Actor/Writer/Purveyor of Awesomeness

Todd Kimsey- 06/06/1962-09/16/2016

Dave BeaudrieComment

A tribute I wrote on September 16th, 2016 following the passing of one of my best friends. I ended up reading it at his memorial service a few days later.

 

Today, I said goodbye to one of my best friends. I try to fancy myself as a writer of sorts, yet words are completely failing me in this moment to adequately describe the loss suffered today by Todd's family, friends and anyone he could have come into contact with in the future. Todd has always been one of the rarest of souls who never took any person or moment of his life for granted. He appreciated every second of every day and he made sure everyone around him who he cared about knew the fullest extent of his friendship, passion or concern for them.

Then he got sick.

While a serious illness often causes someone to re-evaluate his priorities and look at life with a new set of eyes, Todd never had to do that because he already had his priorities straight and didn't need a tragedy to open his eyes to the wonders in his life. The cancer that nearly killed him was not an eye-opener, it was an opponent. Todd never, ever shied away from a fight that was worth fighting (and, okay, a few that were not necessarily so...) and he tackled the new challenge with the same positive exuberance and confidence that he tackled everything. He was going to kick cancer's ass and get back to his wife and kids, no ifs, ands or buts about it.

He succeeded. It was a long and physically taxing journey, but Todd was cancer-free after years of treatments, all the while never once losing the sense-of-humor and aw-shucks badassedness that made him who he was to begin with. But, to prevent the cancer from coming back, which this type was sure to do with a deadly survival rate once it does, he needed a stem-cell transplant.

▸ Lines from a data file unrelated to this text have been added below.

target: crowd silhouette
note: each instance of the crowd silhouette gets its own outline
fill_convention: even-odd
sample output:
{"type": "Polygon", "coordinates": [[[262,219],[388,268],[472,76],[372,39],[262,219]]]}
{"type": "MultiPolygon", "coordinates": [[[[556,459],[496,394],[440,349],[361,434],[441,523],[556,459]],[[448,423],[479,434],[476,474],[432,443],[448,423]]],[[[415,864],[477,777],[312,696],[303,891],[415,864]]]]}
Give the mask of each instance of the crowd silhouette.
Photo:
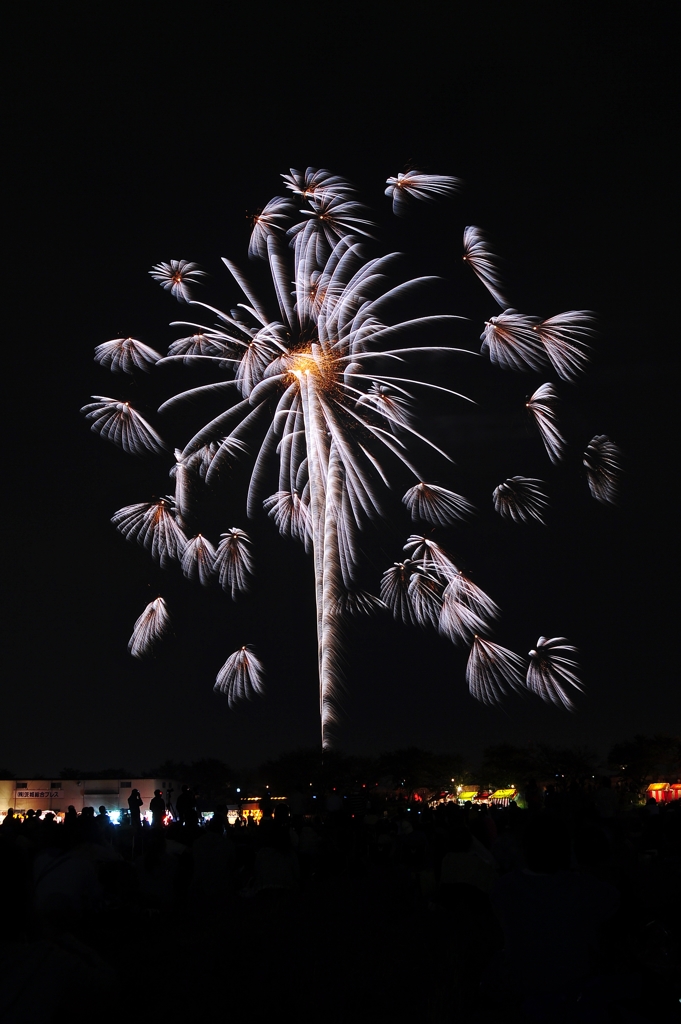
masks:
{"type": "Polygon", "coordinates": [[[0,1017],[85,1019],[107,989],[120,1003],[100,1020],[130,1005],[187,1020],[320,1005],[330,1021],[678,1019],[681,801],[632,808],[609,779],[524,796],[521,810],[294,790],[256,823],[221,804],[202,817],[185,785],[174,809],[156,791],[151,824],[137,791],[120,825],[105,806],[63,823],[10,810],[0,1017]]]}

He survived that as well, and so began a long host of smaller battles with Graft vs. Host Disease. I don't feel the need to detail those struggles here, and there are too many to adequately give attention to, but as Todd's body gradually turned on him, his spirit, compassion and humor never did. He was stubborn and resolute right to the end.

Todd's a guy who stole my car once to go buy me a Christmas present, called me his brother and told me he loved me at the end of every phone call to make sure I knew how much he valued our friendship (and vice-versa) and the guy who called me nearly every day for weeks when my mother, grandfather and friend all died within weeks of one another during the holiday season of 2008. He broke his left hand on my apartment floor and required two surgeries to fix it, performed a full-on singing and dance rendition of "The Humpty Dance" by Digital Underground from the front seat of my car as we were driving to Redlands for work and he dragged me to a Mexican karaoke bar in Cabo San Lucas because he was insistent that the dozens of locals present needed to hear him perform Elvis's "Jailhouse Rock" live before we left even though none of them spoke any English. (They loved it, and loved him.)

Todd loved telling you about the things he was good at (acting, martial arts, pool, math, sales, psychology, anything else that came to mind) but what he was proudest of was becoming a husband and father later in his life. His legacy is his wife Lisa and their three sons. Every second he fought his illness was an extra second he earned with them, which he cherished even when he was exhausted, frustrated and hurting.

Todd is and will always be family to me, a term I do not use lightly. It is one of the highest honors of my life to have been held in such high esteem by one of the truest, most honest and most passionate friends and human beings anyone could ever hope to meet.

Safe travels in your next journey, Todd Kimsey. As you walk through the valley in the shadow of Death, you shall fear no evil, because you are the baddest motherfucker in the valley.